A Kennewick lawyer with deep ties to the Mid-Columbia is the most recent addition to the Columbia Basin College Board of Trustees.
Salvador Mendoza was appointed by Gov. Chris Gregoire to replace longtime member Salvador Beltran on the board that governs the college.
Beltran had served for 10 years. Trustees only can be appointed to two five-year terms. They are entitled to receive $40 per meeting, but Mendoza has elected not to take that money.
Mendoza, who will turn 40 in a couple of weeks, grew up in the Yakima Valley. His parents were migrant farmworkers, and the young Mendoza had to cut short his school days to pick apples and asparagus, he said.
"Somehow, by the grace of God, I managed to graduate from Prosser High," Mendoza said with a laugh.
It's likely that his own work ethic had something to do with it too -- Mendoza went on to the University of Washington and the University of California, Los Angeles, where he earned a law degree in 1997.
Before he even passed his bar exam, Mendoza already got a job working for then-Attorney General Chris Gregoire. The job in the AG's office changed his life in more ways that one -- Mendoza met his wife, Mia, who also is an attorney, in that office.
The couple now have three children.
In 1998, Mendoza came back to the Mid-Columbia, as deputy prosecutor in Franklin County. He soon set up a private practice in Kennewick, specializing in criminal law.
Mendoza works in several volunteer organizations, like United Way, the Hispanic Chamber of Commerce and Legal Aid of Benton and Franklin Counties.
"I think I have a responsibility to be involved in the community, especially as a lawyer," he said. "You have to put your money where your mouth is."
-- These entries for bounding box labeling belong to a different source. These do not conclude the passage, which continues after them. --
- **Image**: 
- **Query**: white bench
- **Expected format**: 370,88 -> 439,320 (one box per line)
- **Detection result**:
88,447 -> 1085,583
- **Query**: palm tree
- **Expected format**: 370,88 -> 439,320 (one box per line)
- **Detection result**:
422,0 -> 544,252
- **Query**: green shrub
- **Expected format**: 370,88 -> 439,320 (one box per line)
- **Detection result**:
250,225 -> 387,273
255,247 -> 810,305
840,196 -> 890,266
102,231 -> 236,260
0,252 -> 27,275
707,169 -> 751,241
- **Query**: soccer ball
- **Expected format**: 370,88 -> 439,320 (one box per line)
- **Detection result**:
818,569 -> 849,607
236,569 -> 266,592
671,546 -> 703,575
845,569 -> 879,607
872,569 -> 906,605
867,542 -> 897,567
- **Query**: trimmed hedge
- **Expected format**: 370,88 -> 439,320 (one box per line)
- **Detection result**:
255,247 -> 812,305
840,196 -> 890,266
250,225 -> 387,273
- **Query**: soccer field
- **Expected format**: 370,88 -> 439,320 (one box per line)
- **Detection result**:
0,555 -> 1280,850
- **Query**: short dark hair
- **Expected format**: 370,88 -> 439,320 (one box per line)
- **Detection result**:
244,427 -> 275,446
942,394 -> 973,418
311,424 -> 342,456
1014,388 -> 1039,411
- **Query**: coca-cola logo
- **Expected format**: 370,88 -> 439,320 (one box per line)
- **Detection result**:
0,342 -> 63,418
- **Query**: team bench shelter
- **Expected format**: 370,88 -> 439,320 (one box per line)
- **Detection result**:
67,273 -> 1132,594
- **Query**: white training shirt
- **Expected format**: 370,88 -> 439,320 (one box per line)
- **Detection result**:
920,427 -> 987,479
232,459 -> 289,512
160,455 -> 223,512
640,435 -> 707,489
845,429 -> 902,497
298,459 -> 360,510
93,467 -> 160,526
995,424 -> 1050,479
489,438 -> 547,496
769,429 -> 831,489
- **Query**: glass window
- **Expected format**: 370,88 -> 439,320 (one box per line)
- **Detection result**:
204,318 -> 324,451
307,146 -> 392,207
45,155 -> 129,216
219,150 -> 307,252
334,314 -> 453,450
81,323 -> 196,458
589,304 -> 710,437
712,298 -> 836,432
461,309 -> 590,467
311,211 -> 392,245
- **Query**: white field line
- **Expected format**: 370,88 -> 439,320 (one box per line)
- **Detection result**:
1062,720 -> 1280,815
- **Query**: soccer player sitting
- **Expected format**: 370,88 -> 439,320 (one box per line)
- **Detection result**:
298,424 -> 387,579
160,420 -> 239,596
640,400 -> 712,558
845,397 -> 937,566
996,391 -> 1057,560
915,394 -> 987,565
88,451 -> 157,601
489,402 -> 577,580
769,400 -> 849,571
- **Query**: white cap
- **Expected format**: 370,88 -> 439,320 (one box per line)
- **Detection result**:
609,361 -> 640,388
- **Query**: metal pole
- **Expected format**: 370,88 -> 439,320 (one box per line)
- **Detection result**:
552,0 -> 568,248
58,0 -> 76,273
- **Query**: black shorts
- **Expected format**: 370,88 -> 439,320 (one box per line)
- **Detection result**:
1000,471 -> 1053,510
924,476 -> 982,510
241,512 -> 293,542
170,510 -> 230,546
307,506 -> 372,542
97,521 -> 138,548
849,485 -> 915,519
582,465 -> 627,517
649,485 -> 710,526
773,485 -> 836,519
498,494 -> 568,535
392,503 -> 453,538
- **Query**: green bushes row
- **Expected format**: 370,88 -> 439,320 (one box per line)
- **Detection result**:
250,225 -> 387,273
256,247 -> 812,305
Mendoza also is a main organizer of the Youth and Justice Forum, which seeks to get young people interested in a career in legal professions. His being on the CBC board is an extension of that work, he said.
"It's an opportunity to help young people think about careers," Mendoza said.
It will be a struggle, as state budgets for higher education keep getting slashed.
"Given the (financial) climate, maintaining a strong college will be the biggest challenge," Mendoza said.
That challenge is made easier by CBC President Rich Cummins, he said.
The attorney who already is involved in several unpaid endeavors will have to stretch his usual 12-hour days a little more. The partners in his law firm "understand and support" his need to spend hours away from the office to help out in the community, Mendoza said.
Mia, his wife and fellow attorney, fills in at his law office when her husband is out working for free.
"I'll have to be really nice to my wife," he said.